LA FEMME SANS VISAGE





«- Je veux être exactement comme avant.»

Christian Petzold et Nina Hoss, c’était le magnifique film Barbara. Le réalisateur et l’actrice se retrouvent pour Phoenix, qui scrute une fois de plus un moment délicat de l’histoire allemande. Après le crépuscule de l’Allemagne de l’est dans Barbara, Phoenix s’inscrit dans l’après défaite de la seconde guerre-mondiale.

Nina Hoss, toujours aussi sublime, incarne impeccablement une survivante des camps, défigurée physiquement, amochée psychologiquement, une femme (juive) dont le passé de chanteuse fut glorieux avant Hitler et dont l’avenir est incertain, en plein brouillard, après Hitler. Berlin est aussi dévastée qu’elle.
Grâce à la chirurgie plastique, elle renaît de ses cendres (l’image du Phoenix), sort de l’enfer, s’extirpe de la guerre. La femme a un visage, elle est pourtant mal dans sa peau. Il y a bien le rêve de la terre promise (Israël), mais il y a surtout le désir de retrouver un morceau de son passé (son mari). Le réalisateur ne ménage pas sa peine pour essayer de donner une dimension visuelle aux tourments de son héroïne. Ainsi quand elle se voit « reconstruite », pour la première fois, dans un miroir (brisé), elle apparaît comme fracturée (« Je n’existe plus »). Elle ne sera plus jamais la même. La douleur détruit aussi la surface des choses.

Si Phoenix intéresse malgré ses mollesses c’est davantage dans la relation ambivalente qu’elle entretient avec son mari. Celui-ci l’a trahie, l’a dénoncée, a divorcé quand elle était déportée. Mais il veut récupérer la fortune de sa belle-famille. Quand il rencontre sa femme, qu’il croit morte, il ne la reconnaît pas. Il la prend pour un sosie imparfait qu’il va essayer de transformer en copie parfaite. Un jeu pervers et passionnant. La situation est traumatique. Elle se laisse manipuler, espérant comprendre pourquoi son mari l’a envoyée dans les camps de la mort, espérant aussi pouvoir reprendre leur vie d’avant. Lui n’en a que faire et ne cherche qu’à profiter, en trichant.

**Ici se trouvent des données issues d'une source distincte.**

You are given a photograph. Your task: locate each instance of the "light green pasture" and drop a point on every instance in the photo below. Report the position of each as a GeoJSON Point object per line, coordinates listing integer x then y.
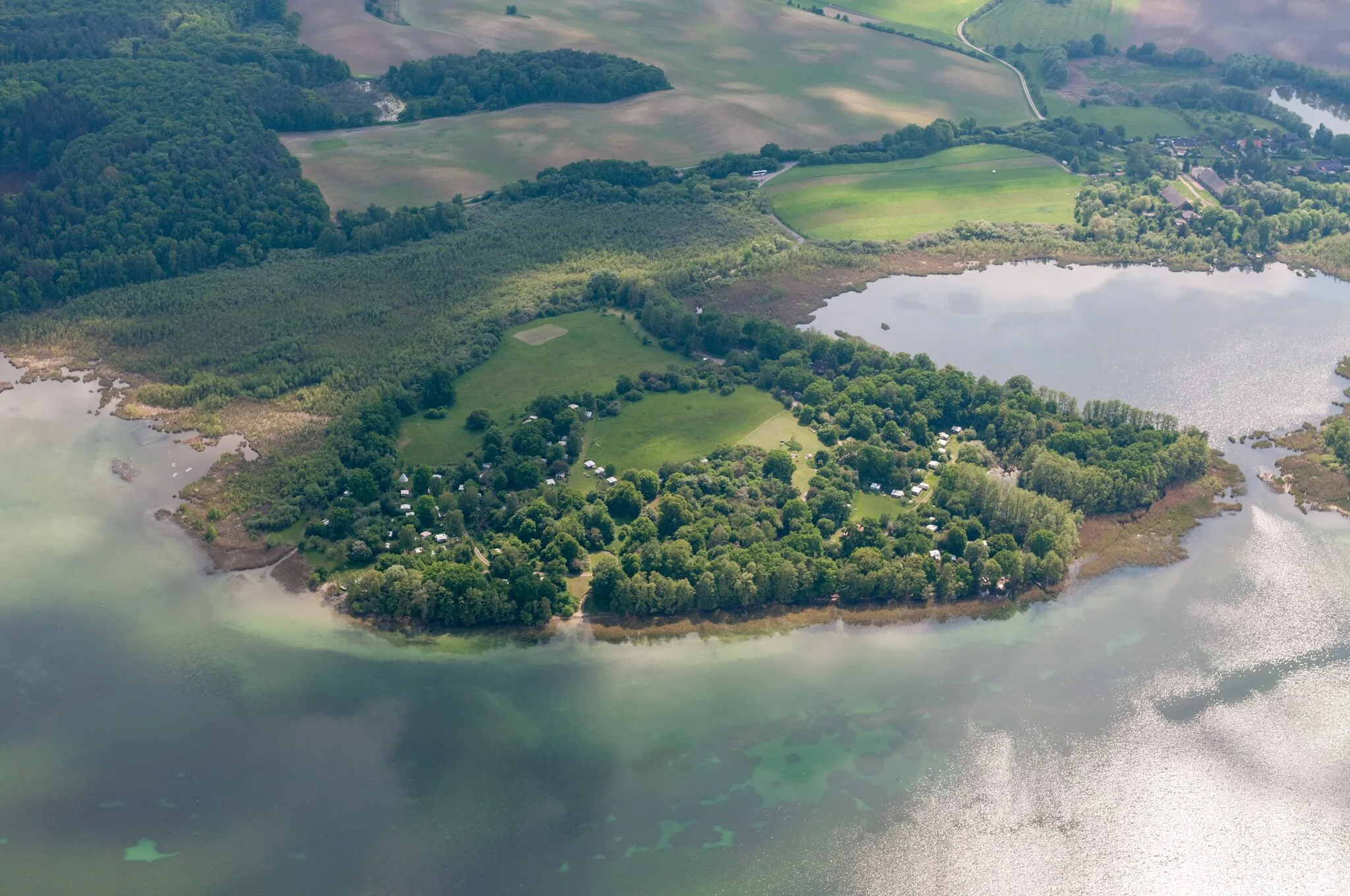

Un beau salaud. Beau et salaud. Pourtant Phoenix n’en fait pas trop. Le film joue sur l’incapacité du mari, cynique, à reconnaître sa femme et sur l’obstination de sa femme, toujours amoureuse, à vouloir être reconnue par son mari. Il manque quelques éléments pour comprendre les motivations de l’un et de l’autre. Au spectateur de les deviner. Les deux sont perdus. Mais c’est le trouble de l’identité et la quête de la vérité du personnage de Nina Hoss qui fascine le plus. Son jeu remplit les vides du scénario, grosse faille du film. Le script souffre de quelques ellipses trop floues, d’une déconstruction de la chronologie complètement inutile (et qui amène quelques redondances), de scènes un peu vaines. On s’interroge sur quelques évidences quand le réalisateur évacue des séquences qui rendent le récit peu plausible.

Evidemment, nous savons que le retour à la vie d’avant n’est pas possible. Que le suicide est une possibilité. Mais la fin ne sera pas celle-là. Un visage peut changer, on peut perdre sa démarche, on peut plagier une écriture, on ne peut pas chanter comme une autre chanteuse. La voix comme signature, comme preuve… Et puis ce tatouage sur le bras…

Le film emmènera son couple jusqu’au bout : tous deux vont comprendre que leur vie n’est pas celle qu’ils imaginaient. Le Phoenix a ressurgit, il faut qu’il prenne son envol. A capella, elle dit adieu et laisse les vivants derrière elle. Ils sont éteints. Elle est libre.